According to both the Oxford Latin Dictionary and Craig Williams, author of Roman Homosexuality,  the translation used in the Old Latin versions, impudicitia, points strongly to homosexual behavior in men. Suetonius says about Julius Caesar, “Lest there be any doubt in anyone’s mind that he was notorious indeed both for his impudicitia and his adulteries, the elder Curio called him in one of his speeches ‘every woman’s man and every man’s woman.’” It is this sense of impudicitia that is arguably the meaning behind Mark’s use of aselgeia in transmitting the words of Jesus in Mark 7:22.

The likelihood that aselgeia is Jesus’ term for homosexual behavior is strengthened by his clear overarching teaching on marriage in Matthew 19:1-6 (= Mark 10:1-9).  As I wrote in a previous post, http://www.patheos.com/blogs/tomhobson/2017/09/gods-sex-mandate-two-shall-become-one-flesh/, Genesis, Jesus, and Paul all teach God’s central teaching on sex: it belongs only in a lifelong one-flesh relationship between a man and a woman. Jesus only endorses celibacy and committed heterosexual marriage. And Jesus was enough of a non-conformist that if he had believed in same-sex relationships, he would have said so.

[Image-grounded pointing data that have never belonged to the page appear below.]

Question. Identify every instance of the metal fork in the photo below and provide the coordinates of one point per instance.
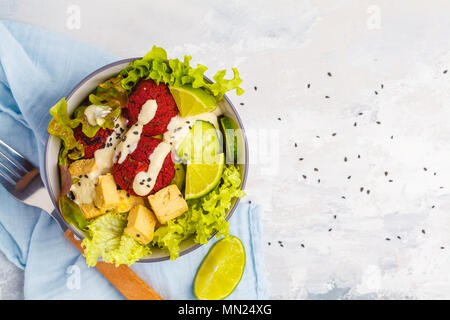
(20, 178)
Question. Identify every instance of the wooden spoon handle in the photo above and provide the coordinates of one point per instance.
(123, 278)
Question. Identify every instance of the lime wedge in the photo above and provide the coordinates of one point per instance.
(192, 101)
(203, 177)
(228, 127)
(221, 270)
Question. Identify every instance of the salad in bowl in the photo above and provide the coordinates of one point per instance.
(150, 157)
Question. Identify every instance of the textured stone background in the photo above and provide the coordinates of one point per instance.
(377, 224)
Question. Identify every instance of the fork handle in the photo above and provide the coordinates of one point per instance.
(129, 284)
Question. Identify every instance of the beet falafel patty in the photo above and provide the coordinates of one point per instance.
(138, 161)
(167, 108)
(91, 144)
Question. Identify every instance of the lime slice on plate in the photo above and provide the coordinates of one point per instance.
(221, 270)
(201, 178)
(192, 101)
(228, 127)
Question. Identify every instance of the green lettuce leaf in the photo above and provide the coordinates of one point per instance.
(177, 73)
(61, 126)
(108, 241)
(205, 215)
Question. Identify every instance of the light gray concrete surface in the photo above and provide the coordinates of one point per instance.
(359, 214)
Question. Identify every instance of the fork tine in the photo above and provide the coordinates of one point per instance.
(15, 158)
(6, 173)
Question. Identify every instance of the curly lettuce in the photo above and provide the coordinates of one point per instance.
(109, 93)
(177, 73)
(204, 217)
(107, 240)
(61, 126)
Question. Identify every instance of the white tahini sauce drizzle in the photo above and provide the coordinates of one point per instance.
(131, 139)
(177, 129)
(104, 156)
(123, 142)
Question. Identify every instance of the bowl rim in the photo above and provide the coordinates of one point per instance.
(75, 231)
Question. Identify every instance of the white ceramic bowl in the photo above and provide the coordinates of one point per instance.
(75, 97)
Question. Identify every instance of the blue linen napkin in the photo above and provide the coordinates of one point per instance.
(37, 68)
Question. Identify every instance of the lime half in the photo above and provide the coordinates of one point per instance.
(221, 270)
(203, 177)
(192, 101)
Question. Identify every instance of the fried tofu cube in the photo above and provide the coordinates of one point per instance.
(106, 195)
(141, 224)
(82, 167)
(128, 201)
(168, 203)
(90, 211)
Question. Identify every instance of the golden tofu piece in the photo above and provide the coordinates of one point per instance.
(141, 224)
(168, 203)
(90, 211)
(82, 167)
(127, 201)
(106, 195)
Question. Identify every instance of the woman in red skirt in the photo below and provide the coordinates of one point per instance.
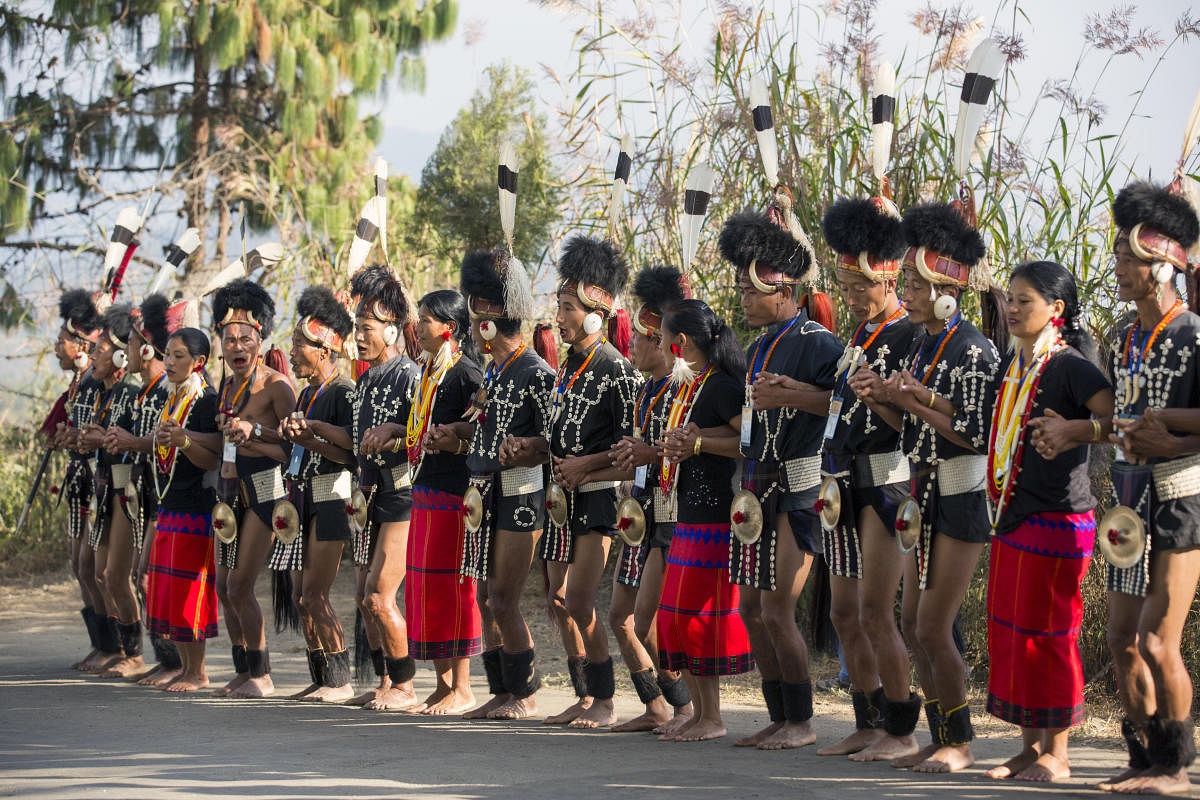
(1053, 403)
(181, 600)
(700, 630)
(443, 619)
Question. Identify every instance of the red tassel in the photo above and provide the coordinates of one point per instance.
(621, 332)
(820, 308)
(545, 346)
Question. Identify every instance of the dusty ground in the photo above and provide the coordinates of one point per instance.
(66, 735)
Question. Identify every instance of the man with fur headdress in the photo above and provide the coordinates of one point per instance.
(865, 463)
(594, 396)
(1157, 475)
(73, 346)
(252, 401)
(792, 368)
(507, 455)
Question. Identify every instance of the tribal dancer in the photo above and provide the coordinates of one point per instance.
(700, 635)
(1157, 475)
(139, 503)
(321, 480)
(253, 400)
(181, 602)
(443, 619)
(1048, 413)
(791, 371)
(109, 531)
(507, 461)
(73, 346)
(594, 396)
(637, 584)
(941, 404)
(379, 411)
(864, 462)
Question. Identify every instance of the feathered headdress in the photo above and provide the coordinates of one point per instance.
(244, 301)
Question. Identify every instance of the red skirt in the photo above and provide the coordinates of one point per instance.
(699, 625)
(181, 602)
(1035, 613)
(439, 605)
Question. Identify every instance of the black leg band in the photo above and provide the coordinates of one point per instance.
(131, 638)
(1139, 758)
(959, 729)
(258, 662)
(797, 701)
(240, 665)
(521, 678)
(773, 695)
(646, 686)
(575, 666)
(495, 671)
(401, 671)
(337, 671)
(675, 692)
(600, 680)
(1170, 743)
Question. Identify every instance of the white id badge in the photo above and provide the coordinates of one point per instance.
(834, 415)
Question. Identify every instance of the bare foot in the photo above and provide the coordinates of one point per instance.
(653, 717)
(331, 695)
(701, 731)
(909, 762)
(255, 687)
(792, 734)
(947, 759)
(394, 698)
(1157, 780)
(187, 683)
(855, 743)
(125, 668)
(228, 689)
(485, 710)
(159, 677)
(887, 749)
(1047, 769)
(516, 708)
(575, 710)
(454, 703)
(754, 739)
(304, 692)
(600, 714)
(1014, 764)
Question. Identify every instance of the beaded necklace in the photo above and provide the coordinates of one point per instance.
(1018, 394)
(681, 413)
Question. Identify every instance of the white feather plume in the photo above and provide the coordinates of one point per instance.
(700, 180)
(881, 132)
(987, 62)
(619, 184)
(508, 199)
(767, 146)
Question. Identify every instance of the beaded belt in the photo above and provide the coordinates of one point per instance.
(121, 476)
(1179, 477)
(961, 475)
(330, 486)
(801, 474)
(521, 480)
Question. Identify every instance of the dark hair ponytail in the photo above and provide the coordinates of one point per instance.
(709, 334)
(1054, 281)
(448, 306)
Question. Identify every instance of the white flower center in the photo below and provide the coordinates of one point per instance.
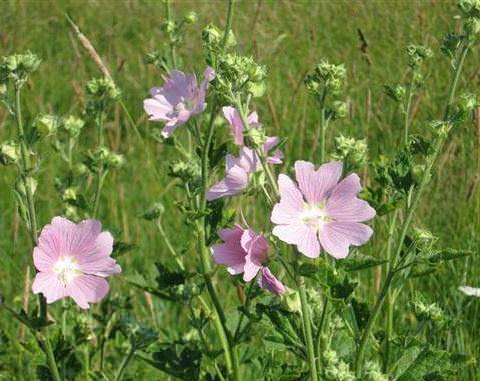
(66, 268)
(315, 216)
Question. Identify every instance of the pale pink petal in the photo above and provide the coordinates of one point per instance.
(86, 289)
(336, 237)
(301, 235)
(235, 181)
(348, 209)
(269, 282)
(48, 284)
(250, 271)
(291, 202)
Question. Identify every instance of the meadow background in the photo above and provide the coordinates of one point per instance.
(290, 37)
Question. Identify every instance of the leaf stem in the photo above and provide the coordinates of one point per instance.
(439, 142)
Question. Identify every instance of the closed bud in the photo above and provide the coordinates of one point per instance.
(9, 152)
(191, 18)
(47, 124)
(73, 125)
(154, 212)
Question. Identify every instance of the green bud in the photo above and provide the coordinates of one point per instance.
(351, 150)
(417, 54)
(255, 137)
(191, 18)
(9, 152)
(168, 27)
(73, 125)
(397, 93)
(17, 67)
(469, 8)
(47, 124)
(154, 212)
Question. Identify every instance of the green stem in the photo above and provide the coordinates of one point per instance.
(168, 13)
(307, 330)
(323, 126)
(407, 108)
(440, 140)
(228, 24)
(126, 360)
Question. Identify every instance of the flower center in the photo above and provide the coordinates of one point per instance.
(315, 216)
(66, 269)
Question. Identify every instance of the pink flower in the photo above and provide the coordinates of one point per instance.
(233, 118)
(237, 174)
(178, 99)
(243, 251)
(269, 282)
(74, 260)
(319, 211)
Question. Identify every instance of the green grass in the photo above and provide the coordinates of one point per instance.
(289, 37)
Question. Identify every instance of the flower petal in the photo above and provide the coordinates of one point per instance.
(48, 284)
(336, 237)
(86, 289)
(301, 235)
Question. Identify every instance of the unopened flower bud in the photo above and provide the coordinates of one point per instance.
(47, 124)
(9, 152)
(191, 17)
(73, 125)
(154, 212)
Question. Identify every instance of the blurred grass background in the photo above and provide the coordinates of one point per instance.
(290, 37)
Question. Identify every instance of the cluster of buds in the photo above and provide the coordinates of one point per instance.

Does this sin list in Mark really comes from Jesus, or did the early church make it up? Jesus scholar John Meier believes that the list reads like a catechism for Gentiles who need the basics of morality spelled out for them. I would counter that every rabbi had his own halakah (code of conduct) for his followers; here, we have Jesus’ halakah, given right when he has just set aside the kosher food laws. And despite Meier’s skepticism about whether Jesus spoke these actual words, Meier writes in volume 3 of his book A Marginal Jew: Rethinking the Historical Jesus:

“On sexual matters, Jesus and the Essenes tend in the same direction: stringent standards and prohibitions…In a sense, one could call both Jesus and the Essenes extreme conservatives…apart from the two special cases of divorce and celibacy, where he diverged from mainstream Judaism, his views were those of mainstream Judaism. Hence there was no pressing need for him to issue or for the earliest Christian Jews to enshrine moral pronouncements about matters on which all Law-abiding Jews agreed.”

Underneath the reality of same-sex desire is the God-given need all of us have for love and affirmation from our own gender. The road to healing seems to lie in meeting that need in non-sexual ways. Christians need to be the ones God uses to extend that kind of love to those who experience same-sex desire. That’s the heart I see behind what Jesus says: to set us free from anything that harms us. That’s the ultimate purpose in Jesus’ list of warnings of what throws the human heart off track. Mark gives us a tantalizing one-word clue as to what Jesus thinks on this subject.